After seeing another of my Facebook posts dedicated to a mini-rant on misogyny and slut-shaming, one of my aunts asked me “when did you become such an angry young woman?” Ours is a strange time, dear readers. Back in December of this just-past year, Salon ran an article entitled Why are women scared to call themselves feminists? after Katy Perry felt it necessary to announce to the world that she is not a feminist as she accepted the Billboard Woman of the Year award. An odd choice of timing for such an announcement, but I guess that’s why she wins awards and I just complain on the internet. While I will not sit here and tear apart Ms. Perry for her statement, I can and will explain why I think her shying away from the term is dangerous.

Feminism has gotten a bad rap, especially in recent times. Some people still see it as a movement based on degrading men, or elevating women to a dictatorial position over men. While there may be some who identify as feminist and pursue these “ideals”, it is important to recognize that they are to feminism what the Westboro Baptist Church is to Christianity. To ignore a group because of its most fringe members is to miss the important lessons they can share with us. In this case, the message feminism seeks to spread is that women still need equal treatment.

“But why should I care?” you might be asking, especially if you read my title and noticed I hadn’t gotten around to it yet. “Because women’s rights are human rights,” I’d reply if this conversation actually happened. Women deserve the same rights that men do, and the simple fact is that they don’t have them. Women still don’t make the same pay that men do, and that is largely due to women being pressured from a young age into stereotypical jobs, or that they should be intimidated of maths and sciences, or that they simply shouldn’t earn as much as their husband. Just try to imagine what it would be like growing up and having everyone from your parents, to your teachers, to strangers you just met wondering why you would want to go into a particular field, just because of your gender. Its insanity that such commentary is still encountered by women in this day and age.

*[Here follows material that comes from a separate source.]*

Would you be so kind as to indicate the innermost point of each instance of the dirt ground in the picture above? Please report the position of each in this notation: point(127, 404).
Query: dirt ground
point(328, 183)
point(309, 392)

Statistically speaking, you probably know at least one woman in your life. There’s a good chance you are even close with one, whether by blood or your own choosing. Every day, they and people just like them have to deal with a society that wants to keep them “in their place”. They will be judged not by the quality of their work, but by their appearance and willingness to play their part in a man’s world. That’s not the sort of world I want for my mother and aunts, my cousins, my loved ones, and my future progeny. I hope its one you don’t want for yours, either.

2 Responses

  1. It is a weird time when people start posting rants on Facebook. That’s usually sign #1 that they shouldn’t be invited to the next Thanksgiving. At least, that’s generally my own rule.

    In 2012 America, as Liza Mundy (in The Richer Sex: How the New Majority of Female Breadwinners Is Transforming Sex, Love, and Family) points out, women are better educated than men (women earn the majority of bachelor’s and graduate degrees); an escalating number of single women younger than 30 earn more than their male peers; and nine of the 10 U.S. job industries with the most projected growth are women-­dominated. She doesn’t mention that more women than men voted in the last election, women live longer and healthier lives than men and that women are predominantly favored in divorce hearings (defined, in effect, by whatever criterior you want: who gets the children, who gets the largest amount of alimony et cetera).

    Against this backdrop you are urging the wider American population (or, at least, your narrow band of it) to “care.” To me, the problems that are left (assuming there are problems) are irrelevant. Minor scratches of a sex that has handidly adapted to our 21st Century.

    What do you say to people like Liza Mundy?

  2. I agree. Women’s rights are human rights. And rights for older people, bullied people, shunned people, and all people are human rights too. I totally agree.